An annual national study of teen drug abuse commissioned by The Partnership for a Drug-Free America reports the disturbing move by U.S. teens toward prescription drugs as their choice for drug abuse.1,2 The 25-page report (available at www.drugfree.org3) reveals that Vicodin, OxyContin, Ritalin/Adderall, and cough medicine are tried more often by teens abusing drugs than cocaine, ecstasy, LSD, heroin and most other street drugs.
The numbers are a bit frightening. Almost one out of every five teenagers has used a prescription painkiller to get "high." Approximately one in 11 has used an OTC medication such as cough syrup.
According to the survey, this is what our youth are taking:
- Vicodin - 18% of those polled said they have abused this drug at least once. Vicodin is one of several opioids or narcotics used to treat pain. They give the abuser a rush similar to heroin.
- OxyContin - 10% of teens have abused this drug. OxyContin is another opiod painkiller.
- Ritalin/Adderall - 10% of teens have abused these drugs, which are stimulants used to treat attention-deficit hyperactivity disorder (ADHD).
- OTC cough medicines - 9% of teens have abused cough medications, many of which contain the drug dextromethorphan or "DXM." When taken in larger-than-recommended doses, DXM causes a range of hallucinogenic effects.
One reason America's teens are turning to the prescription drugs is their assumed safety. If their medical doctor readily prescribes them, how harmful can they be?
Another reason has to be accessibility. Buying drugs off the street from someone you don't know has some pretty obvious risks. Raiding your mother's medicine cabinet has the appearance of greater safety.
But at the end of the day, drug abuse is still drug abuse. Only these days, it isn't a Columbian cartel or an underground meth lab.

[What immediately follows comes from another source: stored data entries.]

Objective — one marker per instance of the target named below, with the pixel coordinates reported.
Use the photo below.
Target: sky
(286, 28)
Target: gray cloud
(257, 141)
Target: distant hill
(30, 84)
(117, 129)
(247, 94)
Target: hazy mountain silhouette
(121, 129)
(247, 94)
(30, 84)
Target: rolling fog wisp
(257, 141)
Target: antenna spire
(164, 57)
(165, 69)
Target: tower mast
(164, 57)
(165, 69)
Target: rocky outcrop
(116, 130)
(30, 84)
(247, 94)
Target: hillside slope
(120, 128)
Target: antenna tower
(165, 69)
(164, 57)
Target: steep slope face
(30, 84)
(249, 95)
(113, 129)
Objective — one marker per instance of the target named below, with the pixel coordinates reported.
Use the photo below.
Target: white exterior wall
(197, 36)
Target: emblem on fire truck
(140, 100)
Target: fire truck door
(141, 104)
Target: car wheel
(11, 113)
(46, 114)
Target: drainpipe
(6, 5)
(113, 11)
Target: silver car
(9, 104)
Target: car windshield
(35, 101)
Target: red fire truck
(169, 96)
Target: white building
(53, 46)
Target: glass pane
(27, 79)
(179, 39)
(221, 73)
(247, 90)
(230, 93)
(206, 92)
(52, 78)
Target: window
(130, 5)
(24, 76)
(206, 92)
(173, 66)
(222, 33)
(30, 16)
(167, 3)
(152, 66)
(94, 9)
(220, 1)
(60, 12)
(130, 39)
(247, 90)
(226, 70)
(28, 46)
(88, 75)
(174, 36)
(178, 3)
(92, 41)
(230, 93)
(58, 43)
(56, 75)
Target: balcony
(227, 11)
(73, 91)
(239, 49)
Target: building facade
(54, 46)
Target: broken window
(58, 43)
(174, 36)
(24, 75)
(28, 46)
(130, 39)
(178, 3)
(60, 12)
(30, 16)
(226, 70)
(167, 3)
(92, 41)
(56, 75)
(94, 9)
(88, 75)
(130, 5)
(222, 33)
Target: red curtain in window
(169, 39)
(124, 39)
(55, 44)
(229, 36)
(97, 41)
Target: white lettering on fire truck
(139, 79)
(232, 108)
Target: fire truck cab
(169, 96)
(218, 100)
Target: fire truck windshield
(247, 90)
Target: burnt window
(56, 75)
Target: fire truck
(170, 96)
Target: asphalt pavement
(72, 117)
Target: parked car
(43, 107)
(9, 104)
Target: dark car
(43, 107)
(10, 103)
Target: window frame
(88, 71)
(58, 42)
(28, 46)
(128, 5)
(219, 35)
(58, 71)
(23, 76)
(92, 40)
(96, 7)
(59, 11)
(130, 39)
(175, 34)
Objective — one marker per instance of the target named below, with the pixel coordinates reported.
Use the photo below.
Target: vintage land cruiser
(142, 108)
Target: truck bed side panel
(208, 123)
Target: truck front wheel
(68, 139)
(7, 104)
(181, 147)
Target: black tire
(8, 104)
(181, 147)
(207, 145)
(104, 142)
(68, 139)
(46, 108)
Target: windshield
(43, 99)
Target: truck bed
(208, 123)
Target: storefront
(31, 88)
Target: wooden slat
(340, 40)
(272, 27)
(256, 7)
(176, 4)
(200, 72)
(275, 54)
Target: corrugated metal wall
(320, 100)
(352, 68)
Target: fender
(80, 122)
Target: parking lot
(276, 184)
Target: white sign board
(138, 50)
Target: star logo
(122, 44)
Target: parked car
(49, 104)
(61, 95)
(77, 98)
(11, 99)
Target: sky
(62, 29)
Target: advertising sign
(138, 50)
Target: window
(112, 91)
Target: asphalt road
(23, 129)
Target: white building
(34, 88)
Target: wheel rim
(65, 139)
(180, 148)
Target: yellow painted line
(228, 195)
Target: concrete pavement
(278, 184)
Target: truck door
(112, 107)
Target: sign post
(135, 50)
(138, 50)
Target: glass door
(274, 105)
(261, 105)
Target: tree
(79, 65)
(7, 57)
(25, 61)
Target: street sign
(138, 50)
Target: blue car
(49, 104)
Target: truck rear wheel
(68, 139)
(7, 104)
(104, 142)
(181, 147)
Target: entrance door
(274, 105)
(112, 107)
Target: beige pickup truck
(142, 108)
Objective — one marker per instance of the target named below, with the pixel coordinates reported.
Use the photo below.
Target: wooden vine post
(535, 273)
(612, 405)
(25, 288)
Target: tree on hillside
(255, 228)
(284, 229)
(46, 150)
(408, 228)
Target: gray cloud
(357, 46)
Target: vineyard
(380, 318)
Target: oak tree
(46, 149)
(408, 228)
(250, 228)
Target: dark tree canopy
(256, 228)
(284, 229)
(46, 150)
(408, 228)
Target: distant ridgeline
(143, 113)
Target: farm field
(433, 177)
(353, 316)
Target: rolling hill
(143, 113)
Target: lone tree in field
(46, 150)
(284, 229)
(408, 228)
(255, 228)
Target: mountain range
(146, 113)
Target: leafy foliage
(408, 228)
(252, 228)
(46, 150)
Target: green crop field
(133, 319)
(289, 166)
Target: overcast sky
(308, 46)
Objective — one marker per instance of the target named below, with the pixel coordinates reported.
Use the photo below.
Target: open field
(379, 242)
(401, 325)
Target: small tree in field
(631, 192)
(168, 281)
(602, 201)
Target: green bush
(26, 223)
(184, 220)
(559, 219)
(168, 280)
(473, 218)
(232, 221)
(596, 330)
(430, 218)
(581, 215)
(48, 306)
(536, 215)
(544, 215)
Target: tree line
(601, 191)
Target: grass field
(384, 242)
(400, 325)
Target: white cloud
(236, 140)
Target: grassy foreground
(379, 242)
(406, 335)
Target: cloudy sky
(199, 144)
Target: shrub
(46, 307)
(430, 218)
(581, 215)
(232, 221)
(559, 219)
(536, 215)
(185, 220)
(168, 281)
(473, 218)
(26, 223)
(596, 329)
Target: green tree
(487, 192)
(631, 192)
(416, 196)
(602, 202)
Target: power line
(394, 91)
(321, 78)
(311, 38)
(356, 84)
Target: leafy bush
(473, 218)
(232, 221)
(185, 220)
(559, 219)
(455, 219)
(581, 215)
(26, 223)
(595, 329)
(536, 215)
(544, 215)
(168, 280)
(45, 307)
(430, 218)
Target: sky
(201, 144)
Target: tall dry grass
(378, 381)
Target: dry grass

The people producing the drugs our children are abusing are the same drug manufacturers that spend billions of dollars each year, convincing consumers that their drugs are the answer to any and all ailments.
Take another look at the numbers. If you have five teenage patients, chances are at least one of them is abusing prescription or OTC drugs. If you have five parents of teenagers, the problems may be going on right under their noses. The parents (or their children) may be "misplacing" medications, and the parents might not even realize what is happening.
This is another opportunity for our profession to step up and make a difference in people's lives. This is a serious problem in the United States, and the chiropractic profession should be the first to speak out against it.
You should be talking to your patients, writing an article for your local newspaper, putting something on your Web site, and even contacting The Partnership for a Drug-Free America to see if you can partner with them. Chiropractic has always represented a nondrug lifestyle; this is our chance to go on record with an issue affecting the nation.
Yes, you can use this article. A printable copy is available online at www.chiroweb.com/archives/23/17/30.html. You can also copy it into a text-editing program (e.g., Microsoft Word) and edit it as you wish.
Yes, there is a substantial amount of information you can access on The Partnership for a Drug-Free America Web site. Make your patients aware of this potential problem their children are facing. Get them to visit www.drugfree.org and educate themselves and their teens.
Providing this information is another way to introduce health into the lives of our patients and the people in our community. Your actions could result in the saving of a life (or many lives). Your efforts could prevent a young person from overdosing on a drug they thought was safe just because their mother or their little brother took it (for a health condition).
Our society has embraced drug therapy for too long. As consumers, we are reaping what we have allowed the drug companies to sow. Chiropractic is qualified to speak out against this trend in our youth. We only have to open our mouths and our hearts.
- The Partnership Attitude Tracking Survey (PATS): Teens 2004. Released April 21, 2005. Conducted by Roper Public Affairs and Media for the Partnership for a Drug-Free America; a survey of adolescents in grades 7 through 12. Total sample: 7,314 teenagers nationwide.
- Generation Rx: National Study Reveals New Category of Substance Abuse Emerging: Teens Abusing Rx and OTC Medications Intentionally to Get High. Synopsis of findings from the PATS 2004 Study.
- The survey and the synopsis of findings (references 1 and 2, respectively) are available on the Partnership for a Drug-Free America Web site (www.drugfree.org).